当前位置：网站首页>Diffusion + super-resolution model strong combination, the technology behind Google image generator image

Diffusion + super-resolution model strong combination, the technology behind Google image generator image

2022-07-28 00:23:00 【Opencv school】

 Click on the above ↑↑↑“OpenCV School ” Source... Pay attention to me ： official account   Almost Human   to grant authorization

This article explains in detail Imagen How it works , Analyze and understand its high-level components and the relationship between them .

In recent years , Multimodal learning is valued , Especially the text - Image synthesis and image processing - Text contrast learning in two directions . some AI The model is generated in the creative image 、 The application of editing has attracted wide public attention , for example OpenAI Text image models launched successively DALL・E and DALL-E 2, And NVIDIA's GauGAN and GauGAN2.

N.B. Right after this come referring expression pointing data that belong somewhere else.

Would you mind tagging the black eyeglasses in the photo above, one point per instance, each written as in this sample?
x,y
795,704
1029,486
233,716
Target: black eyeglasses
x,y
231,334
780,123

Google doesn't want to fall behind , stay 5 At the end of the month, I released my text to image model Imagen, It seems to further expand the subtitle conditions （caption-conditional） The boundary of image generation .

Just give a description of the scene ,Imagen Can produce high quality 、 High resolution images , Whether this scenario is logical in the real world . The following figure for Imagen Several examples of text generated images , The corresponding subtitles are displayed below the image .

These impressive generated images make people want to know ：Imagen How does it work ？

In the near future , Developer lecturer Ryan O'Connor stay AssemblyAI Blog wrote a long article 《How Imagen Actually Works》, Read in detail Imagen How it works , Yes Imagen Gave an overview , Analyze and understand its high-level components and the relationship between them .

Imagen Working principle overview

In this part , The author shows Imagen The overall structure of , And made a high-level interpretation of other working principles ; Then it analyzes more thoroughly Imagen Every component of . The following dynamic diagram shows Imagen workflow .

First , Input subtitles into the text encoder . The encoder converts text captions into numerical representations , The latter encapsulates semantic information in text .Imagen The text encoder in is a Transformer Encoder , It ensures that text encoding can understand how words in subtitles relate to each other , Self attention method is used here .

If Imagen Focus on individual words rather than their associations , Although we can obtain high-quality images that can capture various elements of subtitles , However, the caption semantics cannot be reflected in an appropriate way when describing these images . As shown in the example below , If we don't consider the relationship between words , There will be completely different generation effects .

Although the text encoder is Imagen The subtitle input of generates a useful representation , However, it is still necessary to design a method to generate images using this representation , That is to say Image Generator . So ,Imagen Diffusion model is used , It's a generative model , In recent years, it has benefited from its multi task SOTA Performance and popular .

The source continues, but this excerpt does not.